Mientras, Francisco, al igual que otros cabañeros, pasan sus días en la Asociación Rural del Paraguay, a la que deben considerar como su casa.

En el segundo piso, arriba del sitio donde se encuentran los stand de animales, Francisco y sus demás compañeros disponen de camas y duchas, para reponerse de la jornada laboral.

Cuenta que el trabajo no es muy pesado. Eso sí, deben levantarse muy temprano.

“Hoy me desperté a las 02:00, porque tenía que bañar a los animales. Eso demora mucho, y después hay que alimentarlos, y darles de beber. Después de eso ya es más tranquilo, solo hay que cuidarlos, estar pendientes de ellos", nos cuenta el joven trabajador.

Al momento de trasladarlos por el predio de la Rural, aseguran que los animales son muy mansos.
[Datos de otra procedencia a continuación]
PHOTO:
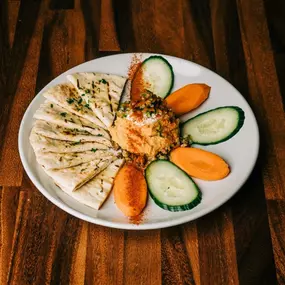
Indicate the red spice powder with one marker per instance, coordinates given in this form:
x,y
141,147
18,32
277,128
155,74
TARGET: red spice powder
x,y
136,76
135,63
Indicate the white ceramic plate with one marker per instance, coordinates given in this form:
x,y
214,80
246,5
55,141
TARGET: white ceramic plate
x,y
241,151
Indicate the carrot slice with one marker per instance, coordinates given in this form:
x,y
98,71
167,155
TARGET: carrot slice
x,y
130,190
188,98
200,163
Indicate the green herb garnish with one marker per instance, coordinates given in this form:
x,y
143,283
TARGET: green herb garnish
x,y
69,100
103,81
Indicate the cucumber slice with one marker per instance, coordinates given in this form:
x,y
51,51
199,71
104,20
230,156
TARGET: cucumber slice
x,y
158,75
214,126
170,187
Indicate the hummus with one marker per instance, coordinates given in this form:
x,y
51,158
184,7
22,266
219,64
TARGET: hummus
x,y
146,127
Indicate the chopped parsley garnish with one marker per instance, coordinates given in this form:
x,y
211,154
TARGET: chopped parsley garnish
x,y
148,114
70,100
78,86
103,81
159,130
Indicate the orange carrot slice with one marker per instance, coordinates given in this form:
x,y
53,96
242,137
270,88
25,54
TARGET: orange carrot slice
x,y
130,190
200,163
188,98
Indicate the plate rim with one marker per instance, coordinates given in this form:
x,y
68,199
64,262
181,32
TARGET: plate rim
x,y
131,226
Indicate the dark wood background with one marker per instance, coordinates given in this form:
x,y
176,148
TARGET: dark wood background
x,y
243,242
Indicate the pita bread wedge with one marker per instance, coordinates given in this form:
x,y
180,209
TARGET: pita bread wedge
x,y
52,160
44,144
69,179
101,93
57,115
66,96
95,192
116,87
60,133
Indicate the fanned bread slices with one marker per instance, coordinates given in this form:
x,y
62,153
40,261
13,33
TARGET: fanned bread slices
x,y
66,96
101,92
60,133
70,179
57,115
52,160
96,191
44,144
70,137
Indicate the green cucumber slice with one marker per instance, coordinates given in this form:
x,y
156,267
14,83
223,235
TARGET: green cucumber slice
x,y
170,187
158,75
214,126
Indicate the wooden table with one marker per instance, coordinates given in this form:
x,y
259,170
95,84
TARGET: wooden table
x,y
243,241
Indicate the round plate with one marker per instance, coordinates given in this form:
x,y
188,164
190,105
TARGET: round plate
x,y
240,152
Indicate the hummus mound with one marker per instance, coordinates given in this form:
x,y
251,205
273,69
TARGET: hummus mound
x,y
146,127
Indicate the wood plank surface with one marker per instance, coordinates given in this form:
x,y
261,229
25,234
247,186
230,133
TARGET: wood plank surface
x,y
243,241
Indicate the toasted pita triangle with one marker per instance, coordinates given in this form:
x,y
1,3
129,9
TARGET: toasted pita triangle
x,y
44,144
96,191
52,160
100,92
59,133
55,114
66,96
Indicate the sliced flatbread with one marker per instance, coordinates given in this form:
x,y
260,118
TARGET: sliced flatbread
x,y
51,160
44,144
95,192
59,133
57,115
69,179
67,96
101,91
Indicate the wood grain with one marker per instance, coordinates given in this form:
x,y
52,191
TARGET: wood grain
x,y
105,258
243,241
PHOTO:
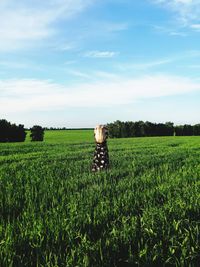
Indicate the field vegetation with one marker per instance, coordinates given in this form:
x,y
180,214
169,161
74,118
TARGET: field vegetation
x,y
143,211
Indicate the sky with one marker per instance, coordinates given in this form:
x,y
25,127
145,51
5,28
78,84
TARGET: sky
x,y
78,63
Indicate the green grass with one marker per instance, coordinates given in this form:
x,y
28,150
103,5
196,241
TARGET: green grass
x,y
143,211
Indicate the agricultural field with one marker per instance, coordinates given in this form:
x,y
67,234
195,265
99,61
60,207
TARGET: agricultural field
x,y
143,211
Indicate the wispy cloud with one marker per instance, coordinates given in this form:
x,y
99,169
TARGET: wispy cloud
x,y
38,95
100,54
144,65
22,23
187,12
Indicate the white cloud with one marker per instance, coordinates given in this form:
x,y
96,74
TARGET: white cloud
x,y
100,54
36,95
187,12
144,65
27,21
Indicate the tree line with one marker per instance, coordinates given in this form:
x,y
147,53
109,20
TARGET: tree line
x,y
17,133
120,129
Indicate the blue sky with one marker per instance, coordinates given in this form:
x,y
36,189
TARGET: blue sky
x,y
78,63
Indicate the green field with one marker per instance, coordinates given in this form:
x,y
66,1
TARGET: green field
x,y
143,211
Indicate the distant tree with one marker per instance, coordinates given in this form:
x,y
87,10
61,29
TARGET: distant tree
x,y
11,132
37,133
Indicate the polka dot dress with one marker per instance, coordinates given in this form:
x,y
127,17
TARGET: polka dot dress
x,y
101,157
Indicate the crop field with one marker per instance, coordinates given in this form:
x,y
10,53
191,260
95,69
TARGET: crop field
x,y
143,211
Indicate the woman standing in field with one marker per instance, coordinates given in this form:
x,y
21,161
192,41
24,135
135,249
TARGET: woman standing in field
x,y
101,157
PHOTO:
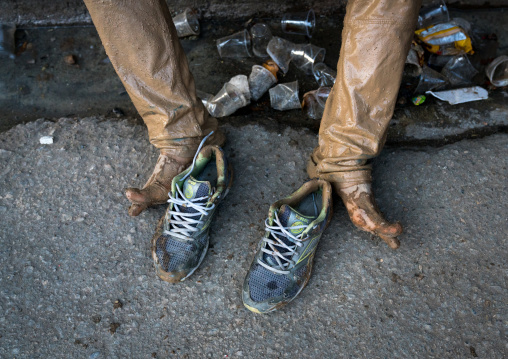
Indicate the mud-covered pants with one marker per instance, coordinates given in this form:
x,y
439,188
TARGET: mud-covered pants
x,y
141,42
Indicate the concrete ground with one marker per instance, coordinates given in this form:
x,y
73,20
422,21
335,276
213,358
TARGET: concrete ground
x,y
77,279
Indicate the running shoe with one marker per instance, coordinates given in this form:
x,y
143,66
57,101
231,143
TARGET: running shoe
x,y
283,263
182,236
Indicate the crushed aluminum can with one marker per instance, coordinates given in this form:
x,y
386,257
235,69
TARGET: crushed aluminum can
x,y
418,100
454,97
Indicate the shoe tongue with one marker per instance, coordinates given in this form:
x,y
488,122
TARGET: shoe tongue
x,y
289,218
193,188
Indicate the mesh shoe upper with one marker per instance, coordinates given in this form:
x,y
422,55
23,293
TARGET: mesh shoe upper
x,y
174,254
265,284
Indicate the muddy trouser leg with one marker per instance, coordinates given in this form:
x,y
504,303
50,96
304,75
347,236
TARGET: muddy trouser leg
x,y
141,41
375,41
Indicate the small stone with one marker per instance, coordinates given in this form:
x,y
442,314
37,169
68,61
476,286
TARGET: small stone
x,y
117,304
70,60
46,140
113,327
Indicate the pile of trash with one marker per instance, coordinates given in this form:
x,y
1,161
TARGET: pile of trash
x,y
437,64
439,61
278,53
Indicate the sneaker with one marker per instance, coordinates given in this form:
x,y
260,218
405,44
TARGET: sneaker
x,y
182,236
283,263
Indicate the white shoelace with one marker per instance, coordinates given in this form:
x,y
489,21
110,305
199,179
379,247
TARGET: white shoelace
x,y
182,224
283,260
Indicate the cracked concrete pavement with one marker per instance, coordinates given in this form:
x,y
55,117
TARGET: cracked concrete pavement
x,y
77,279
No hacen daño a las criaturas. “A veces nomás se ponen nerviosos, cuando la persona que los cuida también está nerviosa, sienten, o cuando una persona los molesta, o les arroja algo, se alteran”.

Los mejores momentos de este trabajo, según nos cuenta Francisco, son las noches, en las que están más relajados, y se juntan a compartir una deliciosa cena. “El patrón nos cubre los gastos. Ya hice muchos amigos, los otros cuidadores. Da gusto este trabajo”, comparte el joven.

Antonio Recalde (33) es trabajador de la Cabaña Galileo, ubicada camino a la localidad de José Falcón, en el departamento de Presidente Hayes.

Tiene cinco animales a su cargo, de la raza Brafordy y Brahman.

Recalde nos cuenta que cuidar a animales de competencia es “como a una criatura. Cuesta mucho. En este trabajo no tenés fines de semana y vamos a nuestras casas solo cada 15 días. Es mucha responsabilidad”, relata.

Sin embargo, rescata el hecho de que sus patrones le pagan bien, y les cubren toda la alimentación, al menos durante los días de la expo feria.

Al consultarle como sobrellevan los largos días que pasa instalado en la sede de la ARP, aseguró que está más que acostumbrado. “Ya es como si estuviera encasa. Además, en la cabaña normalmente nos quedamos luego tiempo completo. Me gusta mi trabajo, por eso nomás estoy acá”, dice.